Later in the course of RA, approximately one third of patients will develop neck disorders, often in the upper cervical area, usually C1-C2. Anterior subluxation is the most common of these disorders; It results from the sliding of the skull and C1 forward in the C2 vertebra with head flexion, as a result of the relaxation in the lateral articular facets and the weakness of the transverse ligament. The lesion is usually demonstrated in a lateral film of the cervical spine with the head in inflection, the space between the odontoid process and the anterior surface of C1 is enlarged 4 or more millimeters.
Most patients with anterior subluxation are well tolerated and have no neurologic complications, but more advanced and unstable lesions can result in myelopathies. Surgical fusion for asymptomatic subluxations is controversial.
Other patients will develop severe erosions in one or both lateral articular facets, resulting in occipital pain with cranial rotation, deformation in the inclination when rotating the head if the injury is predominantly unilateral, or a myelopathy with severe bilateral erosions with a tendency to carry the odontoid superiorly. to the foramen magnum (superior subluxation).

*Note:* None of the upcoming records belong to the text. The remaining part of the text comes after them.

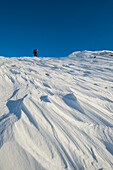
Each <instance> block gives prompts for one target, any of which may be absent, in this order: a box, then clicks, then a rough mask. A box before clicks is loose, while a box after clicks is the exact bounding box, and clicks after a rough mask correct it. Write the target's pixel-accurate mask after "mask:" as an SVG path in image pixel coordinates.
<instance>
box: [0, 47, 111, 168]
mask: <svg viewBox="0 0 113 170" xmlns="http://www.w3.org/2000/svg"><path fill="white" fill-rule="evenodd" d="M112 54H113V52H112V51H107V50H106V51H94V52H92V51H82V52H81V51H78V52H74V53H72V54H71V55H69V56H68V57H64V58H49V57H48V58H46V57H39V58H36V57H19V58H17V57H12V58H6V57H0V170H44V169H47V170H64V169H67V170H72V169H74V170H76V169H78V170H83V169H86V170H94V169H95V170H104V169H106V170H112V169H113V56H112ZM94 56H96V58H94Z"/></svg>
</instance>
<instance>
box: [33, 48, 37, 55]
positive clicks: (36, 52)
mask: <svg viewBox="0 0 113 170" xmlns="http://www.w3.org/2000/svg"><path fill="white" fill-rule="evenodd" d="M37 51H38V49H36V50H33V54H34V57H37Z"/></svg>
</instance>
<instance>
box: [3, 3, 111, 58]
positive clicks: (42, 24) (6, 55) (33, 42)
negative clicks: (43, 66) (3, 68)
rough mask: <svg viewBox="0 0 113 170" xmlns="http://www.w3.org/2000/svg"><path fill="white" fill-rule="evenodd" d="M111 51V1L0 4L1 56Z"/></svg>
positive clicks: (58, 55)
mask: <svg viewBox="0 0 113 170" xmlns="http://www.w3.org/2000/svg"><path fill="white" fill-rule="evenodd" d="M35 48H38V49H39V56H41V57H44V56H53V57H60V56H67V55H69V54H70V53H72V52H74V51H78V50H102V49H108V50H113V0H40V1H39V0H0V56H9V57H10V56H33V54H32V51H33V49H35Z"/></svg>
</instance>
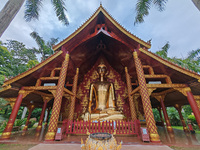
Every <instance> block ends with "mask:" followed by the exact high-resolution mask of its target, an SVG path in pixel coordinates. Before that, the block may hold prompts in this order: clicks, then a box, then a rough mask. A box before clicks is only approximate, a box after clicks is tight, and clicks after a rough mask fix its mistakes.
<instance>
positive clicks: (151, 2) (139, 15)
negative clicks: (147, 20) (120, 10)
mask: <svg viewBox="0 0 200 150" xmlns="http://www.w3.org/2000/svg"><path fill="white" fill-rule="evenodd" d="M167 1H168V0H138V1H137V4H136V17H135V22H134V24H137V23H142V22H144V17H145V16H148V15H149V10H150V8H151V5H155V6H156V7H157V9H158V10H159V11H163V10H164V9H165V4H166V2H167Z"/></svg>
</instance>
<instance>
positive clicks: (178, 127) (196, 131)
mask: <svg viewBox="0 0 200 150" xmlns="http://www.w3.org/2000/svg"><path fill="white" fill-rule="evenodd" d="M172 128H174V129H178V130H183V127H182V126H172ZM195 133H198V134H200V131H199V130H195Z"/></svg>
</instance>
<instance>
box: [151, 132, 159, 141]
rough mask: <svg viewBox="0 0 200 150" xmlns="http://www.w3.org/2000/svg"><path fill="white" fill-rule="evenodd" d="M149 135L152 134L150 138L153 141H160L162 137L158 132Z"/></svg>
mask: <svg viewBox="0 0 200 150" xmlns="http://www.w3.org/2000/svg"><path fill="white" fill-rule="evenodd" d="M149 136H150V140H151V141H152V142H160V137H159V135H158V134H156V133H150V135H149Z"/></svg>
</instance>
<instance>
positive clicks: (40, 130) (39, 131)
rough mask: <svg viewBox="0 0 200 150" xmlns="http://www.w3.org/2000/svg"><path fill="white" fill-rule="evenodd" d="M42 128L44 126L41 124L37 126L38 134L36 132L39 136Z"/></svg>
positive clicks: (36, 132)
mask: <svg viewBox="0 0 200 150" xmlns="http://www.w3.org/2000/svg"><path fill="white" fill-rule="evenodd" d="M41 130H42V126H41V125H39V126H38V127H37V128H36V134H35V136H36V137H39V135H40V132H41Z"/></svg>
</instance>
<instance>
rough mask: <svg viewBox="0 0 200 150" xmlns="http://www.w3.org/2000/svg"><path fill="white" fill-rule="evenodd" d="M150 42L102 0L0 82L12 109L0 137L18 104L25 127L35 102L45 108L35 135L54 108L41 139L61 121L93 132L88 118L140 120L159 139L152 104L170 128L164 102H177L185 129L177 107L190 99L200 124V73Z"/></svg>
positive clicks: (132, 132)
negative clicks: (67, 34) (94, 6)
mask: <svg viewBox="0 0 200 150" xmlns="http://www.w3.org/2000/svg"><path fill="white" fill-rule="evenodd" d="M150 47H151V44H150V43H149V42H145V41H143V40H141V39H140V38H138V37H136V36H135V35H133V34H131V33H130V32H128V31H127V30H126V29H124V28H123V27H122V26H121V25H120V24H119V23H117V22H116V21H115V20H114V19H113V18H112V17H111V16H110V15H109V14H108V12H107V11H106V10H105V9H104V8H103V7H102V6H100V7H99V8H98V9H97V10H96V12H95V13H94V14H93V15H92V16H91V17H90V18H89V19H88V20H87V21H86V22H85V23H84V24H83V25H82V26H80V27H79V28H78V29H77V30H76V31H75V32H74V33H72V34H71V35H70V36H69V37H67V38H66V39H64V40H63V41H61V42H60V43H59V44H57V45H55V46H54V47H53V49H54V51H55V53H54V54H53V55H52V56H50V57H49V58H47V59H46V60H44V61H42V62H41V63H40V64H38V65H36V66H35V67H33V68H31V69H29V70H28V71H26V72H24V73H22V74H20V75H18V76H16V77H13V78H11V79H9V80H7V81H5V82H4V84H3V89H2V90H1V91H0V97H2V98H5V99H6V100H8V101H9V102H10V104H11V106H12V113H11V115H10V118H9V121H8V124H7V126H6V128H5V130H4V132H3V134H2V137H1V138H2V139H9V138H10V135H11V131H12V128H13V124H14V121H15V118H16V115H17V112H18V110H19V107H20V106H26V107H27V108H28V110H29V115H28V118H27V123H26V125H25V128H24V129H23V131H24V134H25V133H26V130H27V125H28V122H29V119H30V116H31V113H32V111H33V109H34V108H42V112H41V116H40V120H39V123H38V127H37V129H36V136H39V134H40V132H41V128H42V122H43V118H44V113H45V110H46V109H47V110H48V112H50V111H51V116H50V120H49V122H48V131H47V133H46V135H45V140H46V141H53V140H54V139H55V135H56V132H57V128H58V126H59V124H62V127H63V125H66V128H64V129H65V133H66V134H68V133H69V134H73V133H75V130H76V129H80V130H81V131H84V132H83V133H86V131H87V132H88V131H89V132H90V131H91V130H90V129H91V128H92V127H93V126H95V127H96V128H95V131H92V132H97V131H101V132H116V133H118V134H122V133H123V134H125V133H126V134H130V133H133V134H138V132H139V128H138V127H140V125H142V126H145V127H147V129H148V132H149V135H150V140H151V141H152V142H160V138H159V135H158V132H157V126H156V122H155V120H154V116H153V111H152V108H157V109H158V110H159V112H160V114H161V110H162V111H163V114H164V119H165V122H166V127H167V130H168V132H171V133H172V132H173V129H172V127H171V124H170V121H169V118H168V115H167V111H166V107H175V108H176V109H177V110H178V112H179V115H180V118H181V121H182V124H183V128H184V131H186V132H187V127H186V124H185V121H184V119H183V117H182V114H181V107H182V106H183V105H188V104H189V105H190V106H191V108H192V110H193V113H194V115H195V117H196V120H197V123H198V126H199V127H200V111H199V109H200V83H199V82H200V75H199V74H197V73H195V72H192V71H190V70H187V69H184V68H182V67H180V66H178V65H176V64H173V63H171V62H169V61H167V60H165V59H163V58H161V57H159V56H157V55H155V54H154V53H152V52H150V51H149V50H148V49H149V48H150ZM49 114H50V113H49ZM108 121H109V122H108ZM139 121H140V122H139ZM77 122H78V123H79V124H77V126H76V125H75V124H76V123H77ZM90 123H92V126H90V125H91V124H90ZM94 123H95V124H94ZM107 127H109V130H108V131H107V129H108V128H107ZM118 130H123V132H121V131H120V132H119V131H118ZM76 134H78V133H77V132H76Z"/></svg>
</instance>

Ankylosing Spondylitis: Of the other inflammatory arthropathies, ankylosing spondylitis is the one that can most affect the cervical spine and cause neck pain. The cervical manifestation is typically late, many times after years of thoracic-lumbar involvement. Final inflammation and ankylosis tend to proceed from inferior to superior, so that the C1-C2 region is generally the last affected.
In the early development of cervical disease, pain and limitation of movement primarily result from inflammation in the facet joints and must respond to anti-inflammatory agents. Later, as the disease progresses, restricted mobility becomes irreversible, although with less pain. The association of C1-C2 in patterns similar to those seen in RA has been reported, but is unusual.
During the course of cervical disease, occasional radiographs showing bone ankylosis or its absence can help predict response to physical therapy aimed at improving function. The neurologic damage in ankylosing spondylitis is perhaps most commonly the result of a cervical fracture of the syndesmophytes and resulting pseudo-articulation. This may require surgery.
Juvenile polyarthritis: The polyarticular form of juvenile arthritis tends to affect the cervical spine. It can cause ankylosis similar to that of ankylosing spondylitis or cervical disease in the C1-C2 area similar to that of adult RA.